9: Fiberglass on 'soft' forms, the first layer will hold to the form, but thatís about it, there isnít much cohesion to the form as a single layer, if you want it to hold its own shape without any backing add another layer of cloth, u can also use the heavyweight cloth, but more layers is still a good thing!

10: it helps to tape down the cloth so it doesnít peal off of your form after you apply the resin, only tape the back of the cloth however as you donít want to impede the resin on the front and sides of your item.

11: if you have any concerns or problems, ask someone who knows what they are doing before you continue... donít rush and put on multiple layers of cloth at once or do anything silly like that... as soon as you rush, the project dies with fiberglassing. It doesnít take much time you just have to pay attention to your work.

Heh hope this helps
Anything else I will address tomorrow
*Yawn*

Solo
03-06-2005, 10:03 PM
What if I want to put the epoxy directly on the base, no cloth strips. Currently the armor is made of plaster strips and I'm planning on adding plaster to smooth out the uneven layers in the plaster strips. Then I want to "paint on" the epoxy.
Would I still be able to paint on the epoxy layer?
Would it be really weighty (not considering the plaster)?
Would it strengthen the overall armor?
Would I be able wear it without getting left over fiberglass in my costume/skin?

Nikostratos
03-07-2005, 01:12 AM
What if I want to put the epoxy directly on the base, no cloth strips.
you can but the cloth will add alot more strength than the resin alone


Currently the armor is made of plaster strips and I'm planning on adding plaster to smooth out the uneven layers in the plaster strips. Then I want to "paint on" the epoxy.
What i reccomend is finishing it as you plan, and using that as a positive mold for the fiberglass...
use 2 layers of the cloth, just use a little extra resin on the first layer to give it a little extra strength, then apply the second layer so the grain has a nice x shape to it, and more resin! for the last layer, after everything is said and done, you dont want to see the grain in the fiberglass. if u want to do this, [it would end up with armor that is much lighter, stronger, with the kicker of having a mold to make it again at will.] let me know and i can point you in the right direction...

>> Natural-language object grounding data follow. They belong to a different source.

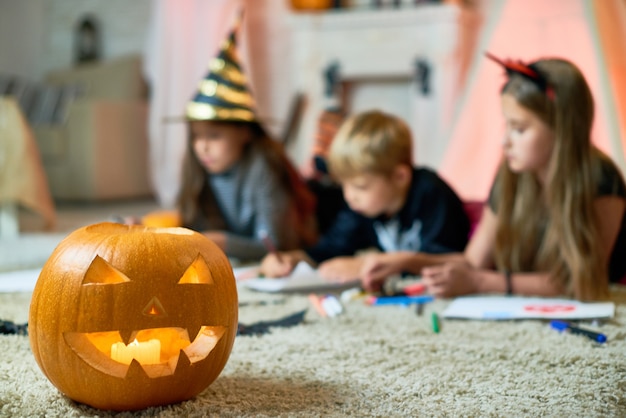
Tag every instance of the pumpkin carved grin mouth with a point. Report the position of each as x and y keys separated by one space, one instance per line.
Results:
x=177 y=350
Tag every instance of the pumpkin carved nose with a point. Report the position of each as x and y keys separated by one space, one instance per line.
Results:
x=154 y=308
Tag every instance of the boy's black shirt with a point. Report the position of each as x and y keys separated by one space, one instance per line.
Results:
x=442 y=224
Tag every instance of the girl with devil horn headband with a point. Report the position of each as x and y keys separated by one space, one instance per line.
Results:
x=554 y=223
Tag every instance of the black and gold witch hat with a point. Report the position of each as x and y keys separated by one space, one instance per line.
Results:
x=223 y=94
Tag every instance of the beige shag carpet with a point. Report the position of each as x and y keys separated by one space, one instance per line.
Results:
x=382 y=361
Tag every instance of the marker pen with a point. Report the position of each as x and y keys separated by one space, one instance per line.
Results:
x=564 y=326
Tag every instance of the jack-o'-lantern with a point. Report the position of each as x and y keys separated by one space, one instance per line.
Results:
x=126 y=317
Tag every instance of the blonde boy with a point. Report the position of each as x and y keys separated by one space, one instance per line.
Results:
x=393 y=207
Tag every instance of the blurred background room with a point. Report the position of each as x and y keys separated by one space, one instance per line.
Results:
x=92 y=91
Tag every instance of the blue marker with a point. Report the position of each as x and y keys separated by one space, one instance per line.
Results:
x=400 y=300
x=564 y=326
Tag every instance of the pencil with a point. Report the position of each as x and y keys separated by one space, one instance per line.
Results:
x=435 y=322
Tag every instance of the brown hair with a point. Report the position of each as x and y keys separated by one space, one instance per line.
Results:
x=554 y=228
x=196 y=200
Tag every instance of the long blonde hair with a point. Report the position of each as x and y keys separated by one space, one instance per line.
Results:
x=554 y=228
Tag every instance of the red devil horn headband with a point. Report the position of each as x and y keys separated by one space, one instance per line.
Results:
x=527 y=71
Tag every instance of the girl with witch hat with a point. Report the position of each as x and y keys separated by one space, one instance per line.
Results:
x=238 y=186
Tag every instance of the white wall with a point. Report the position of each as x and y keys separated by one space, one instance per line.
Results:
x=37 y=36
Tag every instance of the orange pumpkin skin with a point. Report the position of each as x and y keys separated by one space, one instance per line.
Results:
x=108 y=284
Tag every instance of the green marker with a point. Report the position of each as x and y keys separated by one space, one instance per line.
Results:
x=435 y=322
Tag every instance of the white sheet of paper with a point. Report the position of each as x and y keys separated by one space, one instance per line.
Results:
x=19 y=281
x=503 y=307
x=304 y=277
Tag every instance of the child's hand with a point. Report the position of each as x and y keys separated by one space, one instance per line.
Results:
x=279 y=264
x=451 y=279
x=377 y=267
x=341 y=269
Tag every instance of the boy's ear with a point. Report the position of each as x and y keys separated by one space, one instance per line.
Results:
x=402 y=174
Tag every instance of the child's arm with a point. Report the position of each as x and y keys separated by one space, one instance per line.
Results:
x=341 y=269
x=460 y=278
x=377 y=267
x=609 y=211
x=282 y=263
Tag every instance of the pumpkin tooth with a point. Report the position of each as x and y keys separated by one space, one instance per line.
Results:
x=183 y=362
x=135 y=371
x=193 y=332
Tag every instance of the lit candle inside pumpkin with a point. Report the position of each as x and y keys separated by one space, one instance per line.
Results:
x=148 y=352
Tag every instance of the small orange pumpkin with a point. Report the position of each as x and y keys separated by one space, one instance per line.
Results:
x=126 y=317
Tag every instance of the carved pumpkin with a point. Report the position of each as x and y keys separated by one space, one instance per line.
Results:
x=162 y=219
x=127 y=317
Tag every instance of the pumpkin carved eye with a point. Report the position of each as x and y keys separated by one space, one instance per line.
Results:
x=101 y=272
x=197 y=273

Would I still be able to paint on the epoxy layer?
if u really want to... use cloth though if your doing that...


Would it be really weighty (not considering the plaster)?
its[resin] weightyin compairison to fiberglass[cloth]. not plaster.


Would it strengthen the overall armor?
yes, it would, but not nearly as much as the additional cloth would, again, look at my recomendation


Would I be able wear it without getting left over fiberglass in my costume/skin?

um, with what your wanting. your not fiberglassing to begin with... you are resin reinforcing.
I have never had any problems with wearing fiberglass armor though, i have also never used unfinished fiberglass though. all of my armors have been fully sanded, painted, and otherwise sealed, unless you are using unfinished props anyways it really shouldnt be an issue.


And just for refrence,
Fiberglass is a glass based Fiber, or the 'cloth'.

Celebrimbor
03-07-2005, 01:30 AM
I am making a Vampire Hunter D costume and although foam worked well for Auron's big thick sword I doubt a sword as thin as D's would last long. So does anyone have a suggestion for a good strong, yet light and non-dangerous, material that would be good to use and still look good? Thanks.

Mithril. You can find a lot of it in Felwood.

WoW aside, there is a material I've started looking into. It's called plastic lumber.

http://american-plasticlumber.com/

As a material, it's similiar to plexi in it's ability to be carved and sculpted, but it doesn't have the hideous tendency of plexi to flex and snap. You can drill though it, saw it, and even router it.

I haven't worked with it in props yet, but I have seen it used.